I prefer the rim sprocket style, cheaper to replace when the time arises. What causes premature wear? Can be a lot of things, most common is a worn chain, poor quality bar oil, or failing to adjust to the proper chain tension, not to tight or to slack. It is also possible that they just dont make em like they used to.

Reactions: Like 1 | Thank You! 1 | Agree 1


----------



## Mike1950 (May 13, 2019)

I know my young sawyer friend was fit to be tied over his dad running his loose. Ruined a new one as we watched


----------



## Karl_TN (May 13, 2019)

I've been running my saw pretty hard on some days so maybe it was just time. Still I wouldn't be surprised if OEM manufacturers like selling expensive consumables so they aren't made to last long. At least with the Oregon Rim Sprocket design, I only need to replace a less expensive rim piece as long as the drum isn't worn out.


----------



## Mr. Peet (May 13, 2019)

Tick had some very good points. Another that does not hold as it did is chain steel quality. Years ago, discount chains were softer and would stretch quicker than name brand, changing the link length and quickening saddle wear. The last few years, I've had issues with even name brand stretching sooner than later. Links stretched before the chisels are shot. Brother argues that the 3/8ths is still good versus the .325 I have on my larger saws. I think the quality has fallen across the board...

Reactions: Like 1 | Agree 2 | Informative 1


----------



## justallan (Jun 6, 2019)

What make of chains are you using?
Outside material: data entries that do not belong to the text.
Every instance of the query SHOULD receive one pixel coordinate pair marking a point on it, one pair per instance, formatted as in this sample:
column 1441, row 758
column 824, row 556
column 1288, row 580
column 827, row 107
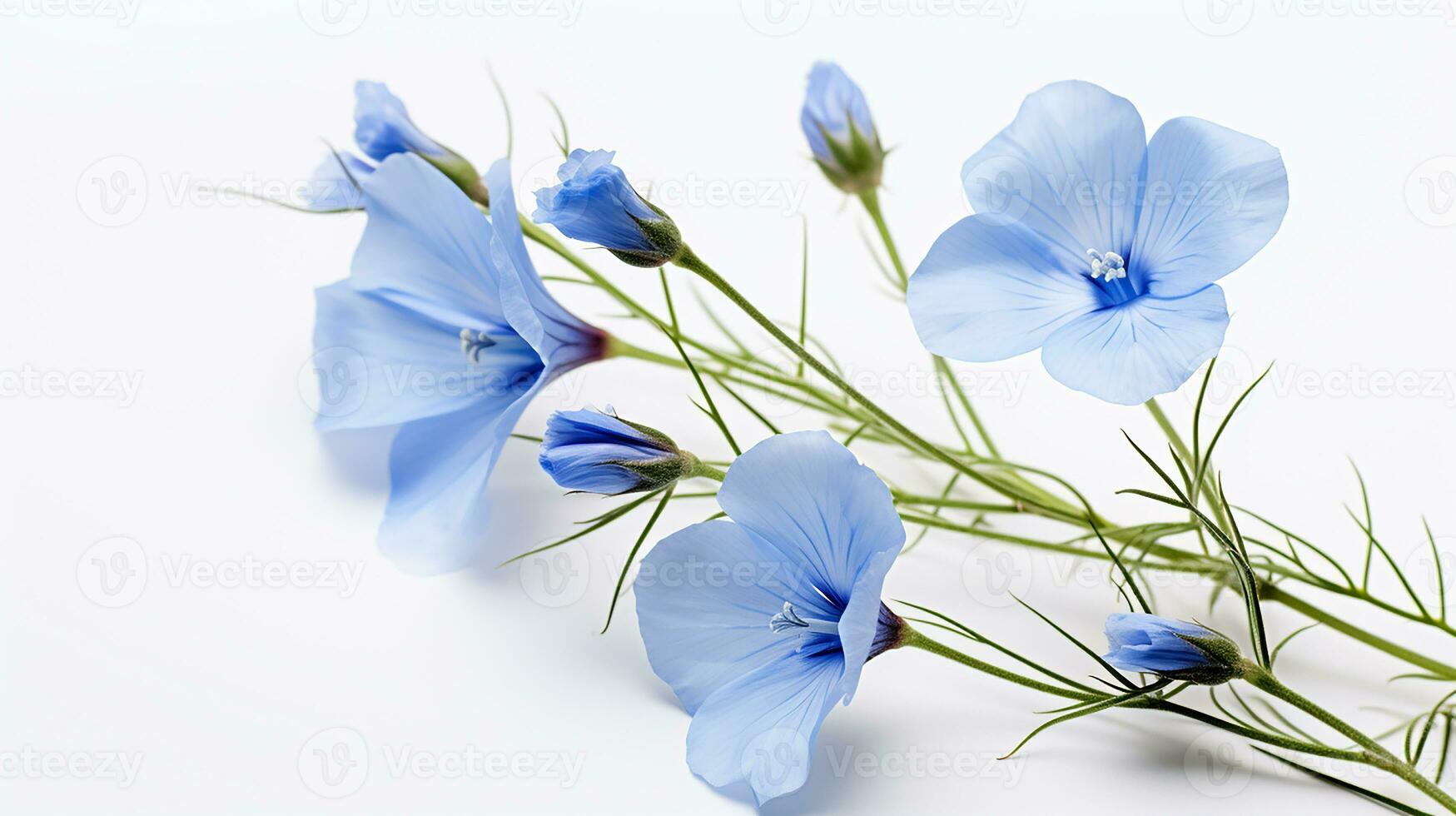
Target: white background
column 225, row 689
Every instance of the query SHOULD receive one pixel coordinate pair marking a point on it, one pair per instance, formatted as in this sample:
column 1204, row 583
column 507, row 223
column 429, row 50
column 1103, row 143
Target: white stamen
column 1107, row 266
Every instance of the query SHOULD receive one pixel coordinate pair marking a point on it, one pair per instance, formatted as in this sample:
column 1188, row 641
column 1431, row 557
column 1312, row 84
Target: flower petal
column 439, row 468
column 1135, row 351
column 1069, row 168
column 993, row 291
column 380, row 363
column 810, row 499
column 703, row 600
column 762, row 728
column 427, row 246
column 1213, row 197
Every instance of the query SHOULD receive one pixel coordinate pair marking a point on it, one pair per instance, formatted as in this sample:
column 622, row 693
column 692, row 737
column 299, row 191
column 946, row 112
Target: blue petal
column 386, row 365
column 991, row 291
column 437, row 515
column 558, row 336
column 1069, row 168
column 807, row 495
column 703, row 600
column 762, row 728
column 335, row 182
column 1131, row 353
column 1213, row 198
column 832, row 102
column 427, row 246
column 596, row 203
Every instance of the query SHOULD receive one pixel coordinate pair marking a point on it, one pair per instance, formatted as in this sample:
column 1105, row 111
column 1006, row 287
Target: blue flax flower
column 596, row 203
column 763, row 623
column 383, row 128
column 596, row 452
column 1170, row 649
column 335, row 184
column 445, row 330
column 839, row 128
column 1098, row 246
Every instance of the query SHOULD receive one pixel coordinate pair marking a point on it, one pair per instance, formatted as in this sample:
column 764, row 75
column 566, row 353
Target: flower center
column 1108, row 266
column 789, row 619
column 474, row 343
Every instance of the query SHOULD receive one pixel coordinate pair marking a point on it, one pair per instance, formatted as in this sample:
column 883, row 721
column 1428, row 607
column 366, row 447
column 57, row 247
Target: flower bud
column 593, row 452
column 1171, row 649
column 841, row 132
column 382, row 127
column 594, row 202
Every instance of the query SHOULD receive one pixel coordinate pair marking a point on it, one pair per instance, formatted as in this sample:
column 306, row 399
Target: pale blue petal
column 703, row 600
column 830, row 105
column 386, row 365
column 808, row 497
column 1213, row 198
column 1148, row 643
column 427, row 246
column 335, row 182
column 1131, row 353
column 991, row 291
column 382, row 127
column 762, row 728
column 1069, row 168
column 435, row 518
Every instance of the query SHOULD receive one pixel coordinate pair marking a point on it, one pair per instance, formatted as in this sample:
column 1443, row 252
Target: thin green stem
column 1379, row 755
column 871, row 200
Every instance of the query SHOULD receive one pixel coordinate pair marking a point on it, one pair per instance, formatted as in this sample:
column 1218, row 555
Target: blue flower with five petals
column 763, row 623
column 1096, row 245
column 445, row 330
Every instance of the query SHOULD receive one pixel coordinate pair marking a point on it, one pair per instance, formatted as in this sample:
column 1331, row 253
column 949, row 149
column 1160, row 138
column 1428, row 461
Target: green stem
column 1193, row 462
column 1273, row 592
column 916, row 640
column 1379, row 757
column 871, row 200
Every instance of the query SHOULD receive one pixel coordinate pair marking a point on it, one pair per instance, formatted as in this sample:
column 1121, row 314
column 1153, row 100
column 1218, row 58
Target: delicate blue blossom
column 763, row 623
column 335, row 186
column 445, row 330
column 382, row 127
column 596, row 452
column 596, row 203
column 1170, row 649
column 839, row 128
column 1096, row 245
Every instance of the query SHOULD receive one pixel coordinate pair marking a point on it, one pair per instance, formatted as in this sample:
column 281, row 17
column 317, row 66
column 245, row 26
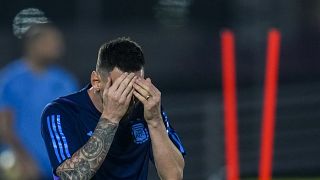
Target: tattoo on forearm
column 87, row 160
I wonder if they are riding right? Just my opinion, but if you are stretching chains then the drive links aren't going to align with your sprocket correctly.
I need to spend a little more than I do on chains because I'm horrible about stretching them on my 455s. I doubt I ever get them half used up before I'm out of adjustment.


----------



## Karl_TN (Jun 6, 2019)

I use a mix of Husqvarna, Carlton & Oregon chains, and just recently switched over to the Oregon Rim Sprocket design since many claim it's a better design, and it's much cheaper to fix if/when this happens again. Nonetheless, the rim piece is a slight pain to replace because the clutch drum still has to be removed. Overall a minor problem considering how hard I run the saw.

Reactions: Like 1 | Informative 1


----------



## woodtickgreg (Jun 7, 2019)

Just an fyi, the husky and Oregon chains are good quality, the carlton would be considered lower quality. But I use them all and dont have a problem with any of them.

Reactions: Like 1 | Informative 1


----------